While covering the festival as a reporter about seven years ago, I chatted up a festival-goer, a school principal from Mexico City who was warming up over a cup of cocoa at Klukwan’s ANS Hall. He’d spent the previous hour in the cold at 19 Mile, where a village elder in regalia and a skin-drummer made a presentation on Native culture.

I asked him how his festival was going. “One drum,” he replied. “Are you kidding me? I came from Mexico City for this.”

His comments rang true. The Chilkat bald eagle migration – a world-class attraction – was now being celebrated with a low-energy, half-hearted festival. Apparently, the word got out, and festival attendance kept slipping.

There’s no one person to blame for the festival’s decline, and it’s going to require many of us, working together, to rescue it. But the festival deserves a rescue. Haines is still the world’s eagle capital, and we still get the main attraction for free.
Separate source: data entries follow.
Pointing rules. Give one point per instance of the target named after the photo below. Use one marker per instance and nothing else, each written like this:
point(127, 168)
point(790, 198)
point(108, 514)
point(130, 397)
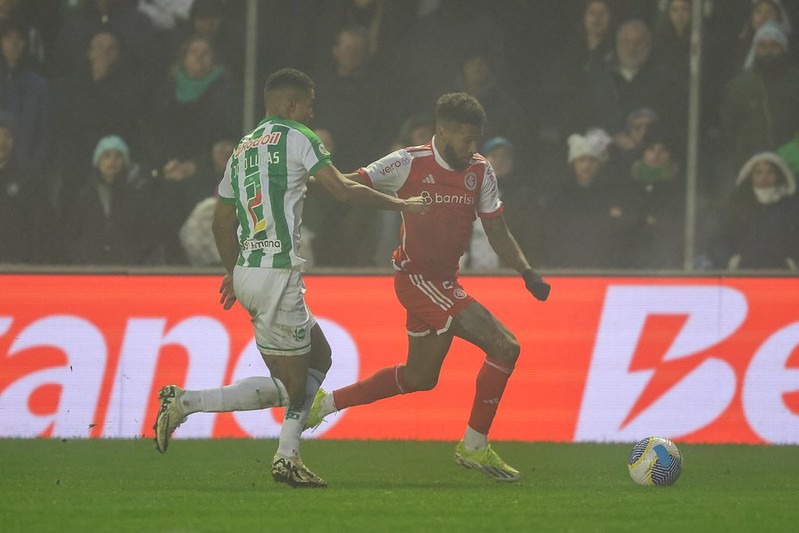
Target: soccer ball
point(655, 461)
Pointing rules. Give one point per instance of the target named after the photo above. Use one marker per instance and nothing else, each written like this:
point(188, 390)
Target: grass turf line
point(224, 485)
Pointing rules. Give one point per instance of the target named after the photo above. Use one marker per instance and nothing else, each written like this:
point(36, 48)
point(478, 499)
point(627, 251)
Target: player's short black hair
point(461, 108)
point(288, 78)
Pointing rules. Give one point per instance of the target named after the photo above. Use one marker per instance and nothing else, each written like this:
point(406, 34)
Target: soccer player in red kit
point(457, 184)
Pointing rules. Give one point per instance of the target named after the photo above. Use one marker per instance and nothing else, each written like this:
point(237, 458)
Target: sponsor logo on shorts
point(436, 198)
point(267, 245)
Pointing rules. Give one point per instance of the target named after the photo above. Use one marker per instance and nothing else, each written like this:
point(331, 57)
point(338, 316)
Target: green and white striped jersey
point(266, 178)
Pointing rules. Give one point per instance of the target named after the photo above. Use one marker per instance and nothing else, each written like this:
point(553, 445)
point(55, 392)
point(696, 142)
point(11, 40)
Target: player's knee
point(421, 382)
point(321, 355)
point(507, 349)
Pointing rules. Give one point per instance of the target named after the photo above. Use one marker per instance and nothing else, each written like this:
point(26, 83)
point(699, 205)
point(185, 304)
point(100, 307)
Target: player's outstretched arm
point(348, 191)
point(506, 247)
point(227, 244)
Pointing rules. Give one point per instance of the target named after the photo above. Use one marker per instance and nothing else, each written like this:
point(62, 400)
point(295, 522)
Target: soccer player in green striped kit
point(257, 230)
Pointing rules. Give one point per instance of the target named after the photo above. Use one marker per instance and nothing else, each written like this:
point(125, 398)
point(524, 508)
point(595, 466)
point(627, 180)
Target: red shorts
point(431, 304)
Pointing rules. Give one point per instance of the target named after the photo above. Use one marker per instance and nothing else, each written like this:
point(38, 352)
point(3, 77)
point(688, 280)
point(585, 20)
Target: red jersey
point(432, 244)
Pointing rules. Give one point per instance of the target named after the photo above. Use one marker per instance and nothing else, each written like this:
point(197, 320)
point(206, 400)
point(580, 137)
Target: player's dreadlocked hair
point(461, 108)
point(288, 78)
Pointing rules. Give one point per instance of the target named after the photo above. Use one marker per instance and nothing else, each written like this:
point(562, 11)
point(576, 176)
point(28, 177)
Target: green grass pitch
point(224, 485)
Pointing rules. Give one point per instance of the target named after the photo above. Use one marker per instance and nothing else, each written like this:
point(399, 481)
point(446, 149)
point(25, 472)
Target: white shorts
point(275, 299)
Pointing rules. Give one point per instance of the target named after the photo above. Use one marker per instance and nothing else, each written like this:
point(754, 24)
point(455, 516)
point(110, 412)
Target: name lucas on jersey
point(268, 245)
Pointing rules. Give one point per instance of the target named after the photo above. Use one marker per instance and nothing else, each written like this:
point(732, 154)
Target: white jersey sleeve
point(389, 173)
point(309, 151)
point(488, 203)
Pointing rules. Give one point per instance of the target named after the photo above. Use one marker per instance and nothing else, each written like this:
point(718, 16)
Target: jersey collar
point(439, 159)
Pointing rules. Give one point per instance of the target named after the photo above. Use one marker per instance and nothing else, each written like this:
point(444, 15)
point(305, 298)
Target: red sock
point(382, 384)
point(491, 381)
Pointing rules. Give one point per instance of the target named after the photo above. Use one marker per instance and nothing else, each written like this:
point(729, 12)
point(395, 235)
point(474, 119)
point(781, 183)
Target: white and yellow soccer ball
point(655, 461)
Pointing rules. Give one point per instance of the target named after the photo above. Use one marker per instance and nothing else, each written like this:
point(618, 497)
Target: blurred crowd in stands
point(117, 118)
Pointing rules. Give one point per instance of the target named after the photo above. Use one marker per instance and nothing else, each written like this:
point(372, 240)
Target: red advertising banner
point(605, 359)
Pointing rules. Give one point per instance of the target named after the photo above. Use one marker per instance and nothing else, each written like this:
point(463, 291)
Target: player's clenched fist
point(415, 205)
point(226, 290)
point(536, 285)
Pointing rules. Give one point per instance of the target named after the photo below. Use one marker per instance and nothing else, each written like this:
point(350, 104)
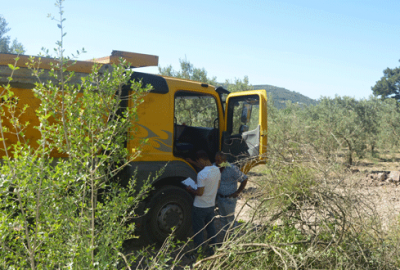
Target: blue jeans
point(202, 217)
point(226, 208)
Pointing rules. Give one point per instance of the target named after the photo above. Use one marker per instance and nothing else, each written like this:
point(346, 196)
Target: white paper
point(189, 182)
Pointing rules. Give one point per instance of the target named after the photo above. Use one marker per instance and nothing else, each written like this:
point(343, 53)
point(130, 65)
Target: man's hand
point(234, 195)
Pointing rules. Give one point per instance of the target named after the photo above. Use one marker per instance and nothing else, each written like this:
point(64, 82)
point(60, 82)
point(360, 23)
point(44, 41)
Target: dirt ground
point(362, 178)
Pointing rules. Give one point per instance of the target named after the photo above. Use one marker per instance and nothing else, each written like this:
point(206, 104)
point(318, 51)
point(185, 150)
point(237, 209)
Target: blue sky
point(317, 48)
The Haines Borough should lend a hand in promoting and organizing the festival. And the chamber should get on board, too. Like other small-town events like Petersburg’s Little Norway Festival, the eagle festival would be best as a three-day event, each day and night packed with activities.

Organizations like the Haines School, Sheldon Museum and public library could be asked to pitch in. Similarly, area businesses and non-profits should be encouraged to host festival events at their venues. An eagle parade down Main Street would be an easy and fun place to start. Festival beer and liquor tastings could be held at the brewery and distillery.

Even routine town events like Friday night open mic and karaoke could be gussied up and spun as festival events to visitors. Eagles are the stars of the festival show. Putting together side acts to keep visitors busy and happy should not be difficult. It’s just a party, after all. And we in Haines know a thing or two about throwing parties.

Viva the eagles and the festival. Let’s get on it. For Haines to be regarded as a serious tourist destination, this is one show that needs to be a hit.